# FAULTY THERMOSTAT!!! What the He....



## Krazecon (Feb 10, 2009)

This is issue I been working with on another fourmn I need all the input I can get so i'm looking outside my normal routes.
Here it goes

ORIGINAL QUESTION/ISSUE
I am trying to help a old couple who is family friend get heat back on and saving them from these enormous electric bills. 

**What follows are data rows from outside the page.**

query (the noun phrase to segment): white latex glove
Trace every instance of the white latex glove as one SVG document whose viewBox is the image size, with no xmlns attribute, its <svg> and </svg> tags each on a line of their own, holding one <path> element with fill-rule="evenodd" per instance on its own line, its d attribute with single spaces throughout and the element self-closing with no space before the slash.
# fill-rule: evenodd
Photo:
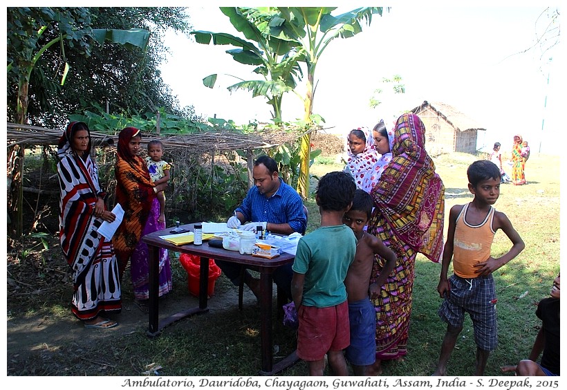
<svg viewBox="0 0 567 390">
<path fill-rule="evenodd" d="M 256 230 L 256 227 L 258 226 L 259 223 L 258 222 L 250 222 L 250 223 L 241 226 L 240 230 L 245 230 L 246 232 L 252 232 L 252 230 Z"/>
<path fill-rule="evenodd" d="M 235 215 L 233 215 L 230 218 L 228 219 L 228 221 L 226 222 L 226 225 L 231 229 L 236 229 L 239 228 L 241 225 L 240 222 L 240 219 Z"/>
</svg>

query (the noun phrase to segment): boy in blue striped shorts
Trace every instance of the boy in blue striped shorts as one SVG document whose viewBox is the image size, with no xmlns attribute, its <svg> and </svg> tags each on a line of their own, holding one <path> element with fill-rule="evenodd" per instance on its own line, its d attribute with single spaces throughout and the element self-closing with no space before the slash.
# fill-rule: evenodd
<svg viewBox="0 0 567 390">
<path fill-rule="evenodd" d="M 447 322 L 437 369 L 444 375 L 447 362 L 455 346 L 465 313 L 474 328 L 476 362 L 474 375 L 484 373 L 488 356 L 498 342 L 496 292 L 492 272 L 516 257 L 526 246 L 508 218 L 492 207 L 500 195 L 500 169 L 488 160 L 475 161 L 467 170 L 469 191 L 474 196 L 467 205 L 456 205 L 449 214 L 447 242 L 437 291 L 445 298 L 439 316 Z M 502 257 L 490 255 L 494 234 L 501 229 L 512 246 Z M 453 259 L 454 275 L 447 279 Z"/>
</svg>

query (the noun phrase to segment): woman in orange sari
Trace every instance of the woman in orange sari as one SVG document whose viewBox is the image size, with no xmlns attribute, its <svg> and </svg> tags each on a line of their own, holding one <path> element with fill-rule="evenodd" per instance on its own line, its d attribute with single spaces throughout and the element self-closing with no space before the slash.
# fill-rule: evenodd
<svg viewBox="0 0 567 390">
<path fill-rule="evenodd" d="M 142 136 L 140 130 L 127 127 L 118 135 L 116 176 L 116 201 L 124 211 L 124 219 L 113 238 L 122 279 L 130 261 L 130 273 L 134 298 L 149 298 L 149 263 L 147 245 L 142 236 L 165 228 L 158 222 L 160 203 L 157 194 L 167 183 L 154 185 L 145 162 L 138 156 Z M 171 290 L 171 268 L 167 251 L 160 249 L 159 295 Z"/>
<path fill-rule="evenodd" d="M 396 121 L 392 159 L 370 194 L 374 211 L 368 232 L 398 257 L 393 271 L 373 299 L 376 310 L 376 362 L 371 375 L 380 375 L 382 360 L 407 353 L 416 257 L 422 253 L 438 262 L 443 248 L 445 187 L 425 151 L 425 127 L 413 114 Z M 376 255 L 371 283 L 386 263 Z"/>
<path fill-rule="evenodd" d="M 527 184 L 524 169 L 526 160 L 522 156 L 522 138 L 514 136 L 514 146 L 512 147 L 512 184 L 522 185 Z"/>
</svg>

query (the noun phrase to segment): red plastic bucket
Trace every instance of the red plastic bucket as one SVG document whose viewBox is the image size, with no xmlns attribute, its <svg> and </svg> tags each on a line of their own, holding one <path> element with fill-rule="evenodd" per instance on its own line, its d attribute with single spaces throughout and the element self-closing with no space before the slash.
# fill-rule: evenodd
<svg viewBox="0 0 567 390">
<path fill-rule="evenodd" d="M 201 257 L 196 254 L 188 254 L 183 253 L 180 256 L 179 261 L 187 273 L 187 289 L 189 292 L 196 297 L 199 296 L 199 281 L 201 280 L 201 272 L 199 264 Z M 214 294 L 214 282 L 221 276 L 221 268 L 219 268 L 214 260 L 209 259 L 209 288 L 207 295 L 209 297 Z"/>
</svg>

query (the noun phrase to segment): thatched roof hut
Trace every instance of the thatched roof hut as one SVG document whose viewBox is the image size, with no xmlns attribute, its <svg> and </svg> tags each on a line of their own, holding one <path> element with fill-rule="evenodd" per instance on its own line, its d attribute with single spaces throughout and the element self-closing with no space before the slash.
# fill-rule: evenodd
<svg viewBox="0 0 567 390">
<path fill-rule="evenodd" d="M 425 124 L 427 148 L 432 154 L 452 151 L 474 154 L 478 131 L 486 131 L 476 120 L 445 103 L 425 100 L 411 112 Z"/>
</svg>

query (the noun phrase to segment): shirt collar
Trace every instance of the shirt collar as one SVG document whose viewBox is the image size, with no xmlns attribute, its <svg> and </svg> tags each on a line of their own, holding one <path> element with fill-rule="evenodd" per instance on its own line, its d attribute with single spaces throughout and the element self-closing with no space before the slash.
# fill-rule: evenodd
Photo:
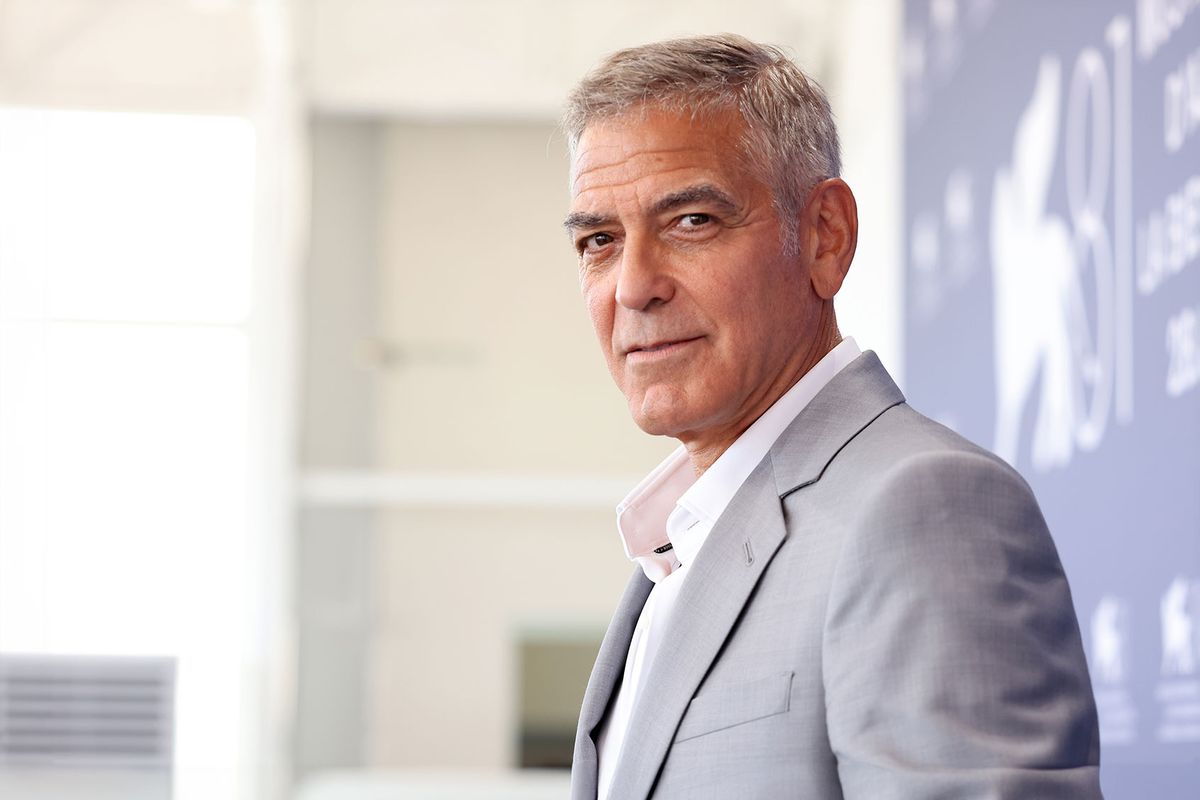
<svg viewBox="0 0 1200 800">
<path fill-rule="evenodd" d="M 844 338 L 746 428 L 700 479 L 679 446 L 617 506 L 617 530 L 625 555 L 655 583 L 679 564 L 690 564 L 730 500 L 767 456 L 785 428 L 836 375 L 862 355 Z M 698 534 L 698 535 L 697 535 Z"/>
</svg>

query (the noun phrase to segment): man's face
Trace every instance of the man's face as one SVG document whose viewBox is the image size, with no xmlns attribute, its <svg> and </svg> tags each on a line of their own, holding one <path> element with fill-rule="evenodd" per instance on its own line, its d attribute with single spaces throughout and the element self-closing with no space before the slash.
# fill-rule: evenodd
<svg viewBox="0 0 1200 800">
<path fill-rule="evenodd" d="M 589 125 L 572 162 L 568 228 L 608 369 L 643 431 L 684 443 L 739 435 L 799 378 L 817 329 L 743 130 L 732 110 L 647 109 Z"/>
</svg>

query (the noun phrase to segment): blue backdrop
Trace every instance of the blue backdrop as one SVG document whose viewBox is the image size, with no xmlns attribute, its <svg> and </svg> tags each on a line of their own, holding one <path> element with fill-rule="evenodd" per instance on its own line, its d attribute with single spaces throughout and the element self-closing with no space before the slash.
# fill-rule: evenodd
<svg viewBox="0 0 1200 800">
<path fill-rule="evenodd" d="M 1200 798 L 1200 1 L 908 0 L 907 395 L 1031 482 L 1109 800 Z"/>
</svg>

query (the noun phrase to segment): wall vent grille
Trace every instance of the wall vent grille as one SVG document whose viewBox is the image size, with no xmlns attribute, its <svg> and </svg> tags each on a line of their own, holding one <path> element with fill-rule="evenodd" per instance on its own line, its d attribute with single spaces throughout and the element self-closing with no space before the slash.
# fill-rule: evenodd
<svg viewBox="0 0 1200 800">
<path fill-rule="evenodd" d="M 0 655 L 0 766 L 172 765 L 175 661 Z"/>
</svg>

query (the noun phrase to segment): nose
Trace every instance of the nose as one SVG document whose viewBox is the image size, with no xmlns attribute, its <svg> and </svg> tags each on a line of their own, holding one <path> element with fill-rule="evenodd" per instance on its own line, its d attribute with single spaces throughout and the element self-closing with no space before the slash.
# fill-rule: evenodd
<svg viewBox="0 0 1200 800">
<path fill-rule="evenodd" d="M 617 302 L 630 311 L 649 311 L 674 295 L 674 281 L 654 243 L 629 236 L 617 275 Z"/>
</svg>

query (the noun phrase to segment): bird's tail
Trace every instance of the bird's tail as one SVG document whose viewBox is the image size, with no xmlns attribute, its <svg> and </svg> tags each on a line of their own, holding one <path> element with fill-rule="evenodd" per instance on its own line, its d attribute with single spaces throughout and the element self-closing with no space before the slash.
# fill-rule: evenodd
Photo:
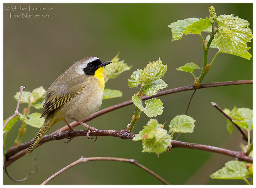
<svg viewBox="0 0 256 188">
<path fill-rule="evenodd" d="M 53 120 L 52 119 L 53 116 L 49 114 L 47 115 L 44 124 L 36 137 L 35 137 L 35 139 L 29 146 L 28 149 L 26 152 L 26 154 L 31 153 L 35 149 L 36 145 L 40 141 L 40 140 L 44 134 L 44 133 L 46 133 L 52 127 L 58 122 L 58 121 L 56 122 L 55 121 Z"/>
</svg>

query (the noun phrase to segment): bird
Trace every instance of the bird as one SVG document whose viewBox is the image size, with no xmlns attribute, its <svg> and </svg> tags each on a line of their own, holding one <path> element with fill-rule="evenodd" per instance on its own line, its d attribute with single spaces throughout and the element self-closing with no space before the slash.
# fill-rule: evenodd
<svg viewBox="0 0 256 188">
<path fill-rule="evenodd" d="M 60 121 L 63 120 L 69 128 L 67 135 L 74 130 L 67 119 L 88 128 L 89 138 L 90 130 L 97 129 L 79 119 L 89 116 L 101 106 L 105 84 L 104 67 L 112 62 L 102 62 L 96 57 L 84 58 L 74 63 L 52 83 L 46 91 L 41 117 L 45 117 L 45 120 L 26 154 L 31 153 L 44 134 Z"/>
</svg>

I am a contractor/handyman by trade so I know different skills. Starting out I had to rewire the thermostat because guy totally messed it up where blower wouldnt' work, got that fixed, but wouldnt' blow hot air. So went to bleed system, Its a one pipe system with 2 shutoff valves from what I can tell. Radiator is in the ceiling(hard to reach access) with a huge central boiler on outside that provides both heat and airconditioning. 
When starting to bleed noticed that the top bleeder was broken(tooth chipped) I had to drill out and replace with new bleeder valves(BOY WAS THAT FUN  ) I finally got it completed and started draining the system, got all air out as I can tell. Only thing I wish I would have done is since it was tight space(trying to avoid tearing drywall if don't have to) is I had to cut copper pipe to stop flow of water because water/evaporation kept interfering with soldering process. I Wish I would have while it was cut to purged the main water supply, attaching compression coupling attached to garden hose and clearing pipes(just because). Before all the process of soldering the bleeders alot of debris had been cleaned out(black-about (5) 5 gallon buckets of muck water).
After soldering the bleeders on and just like purging the main valves I wish I could also have purged the radiator to by the same process except instead of draining, connecting to water supply and flushing it out. I was in hurry and it was getting late and well most of you can understand being rushed. I totally forgot, and when bleeding I noticed more gunk was coming out, not sure if it was much but it was black as I decidedly(after fact) to lightly tap the supply valves and that loosened more .   
both water supplys are hot UNTIL I turn on the blower, then one pipe stays hot(assuming this is the supply-pipe to lower bleeder) and the other pipe cools of rather quickly(assuming return-pipe to upper bleeder) I know enough to figure it out EVENTUALLY but dont' do it everyday so I'm not efficient at it. Never messed with hydronic system mostly just forced air, but assuming how it works is hot water is introduced, blower blows hot water, then the cooled pipe is the return that connects back to the boiler then gets reheated????  . Does this work by constantly moving hot water? if it does you would think that the pipe wouldnt' get so cool, but then again I dont' know how long of coil it is. I know a car radiator works by a thermostat, would this system have a thermostat? mind you its about 30 years old, rusted and more likely original. I been reading about trv valves and such but doubt this has anything like that. 
Again its a ceiling radiator with 1 central boiler feeding MANY condos, cant see coils or feel them to see if has cold spots. I am trying to save work if I dont' have to remove the drywall, but will If I have to. Looking for ideas before I start doing something that I really dont' need to. I'm thinking of unsoldering the system and starting over purging it, If I do any ideas on a flush chemical? I heard that acids will breakdown pipes, could cause leakage in other areas and could cause clogging faster in future. If theres a safer alternative/or homemade brew? maybe baking soda? I dont' know but If I don't have to I really REALLY dont' want to have to unsolder let alone remove the ceiling. Any Ideas and ideas woudl be GREATLY APPRECIATED!!!!!!

NEW UPDATED INFO

the person I changed out valve out for called me yesterday.. seems to be heat is working fine now...the problem
GET THIS!
THE THERMOSTAT!! what? no way in hell is the thermostat the problem, I am not a professional by any means in the HVAC trade but i'm also not stupid. The thermostat in this situation turns on and off the fan..thats it.. I mean there is 2 wires, just like a switch, when connected the blower comes on. Right??? I mean thats what happened when I connected the two together. 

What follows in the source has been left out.